Germany backs Google and Apple's covid app, ditches alternative over privacy concerns
27 April, 2020
The German government on Sunday switched to backing a coronavirus-tracing iphone app using technology supported by Google and Apple, ditching a German-led alternative that had come under fire over privacy concerns.
German Health Minister Jens Spahn and Chancellor Angela Merkel’s chief of staff Helge Braun said Berlin was now in favour of a “decentralised software architecture” that could see user data stored on people’s own phones instead of on a central database.
“Our goal is for the tracing application to be equipped for use soon and with strong acceptance from the general public and civil society,” Spahn and Braun said in a joint statement.
The rollout of an app that could use bluetooth to alert smartphone users if they have been in connection with someone infected with the virus is known as crucial in the fight the pandemic as countries like Germany relax their lockdowns.
Berlin has as yet thrown its weight behind a pan-European application referred to as PEPP-PT being developed by some 130 European scientists, including specialists from Germany’s Fraunhofer research institute and Robert Koch Institute public health body.

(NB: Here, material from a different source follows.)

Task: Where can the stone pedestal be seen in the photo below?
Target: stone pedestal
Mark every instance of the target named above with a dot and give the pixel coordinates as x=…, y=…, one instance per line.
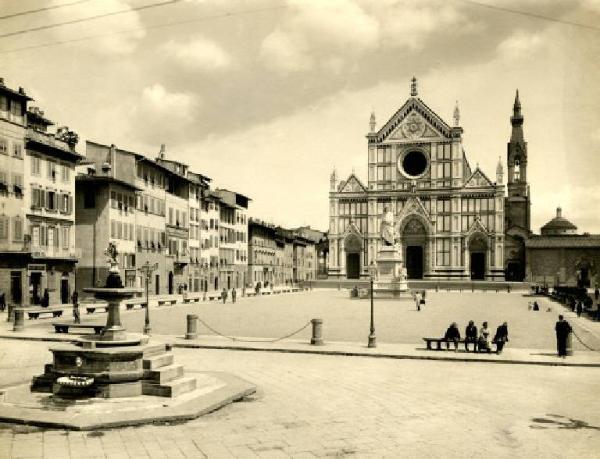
x=389, y=282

But the proposed app had faced growing criticism over its intend to store data on a central server.
Critics said it would allow governments to hoover up personal information and could lead to mass state surveillance.
In an open letter earlier this week, some 300 leading academics urged governments to dismiss the centralised approach, saying it risked undermining public trust.
They said an approach being produced by Apple and Google, whose os's run almost all of the world’s smartphones, was more privacy friendly.
The tech giants intend to collaborate with apps, just like the Swiss-led DP-3T, that use a decentralised system, which would see data placed on individual devices.
The European Commission in addition has recommended that data harvested through coronavirus contact-tracing software should be placed only on users’ own phones and become encrypted.
The German government has repeatedly stressed that the utilization of any coronavirus app will be voluntary and anonymous, in a country still haunted by the spying of the Nazi era and the former East German secret police.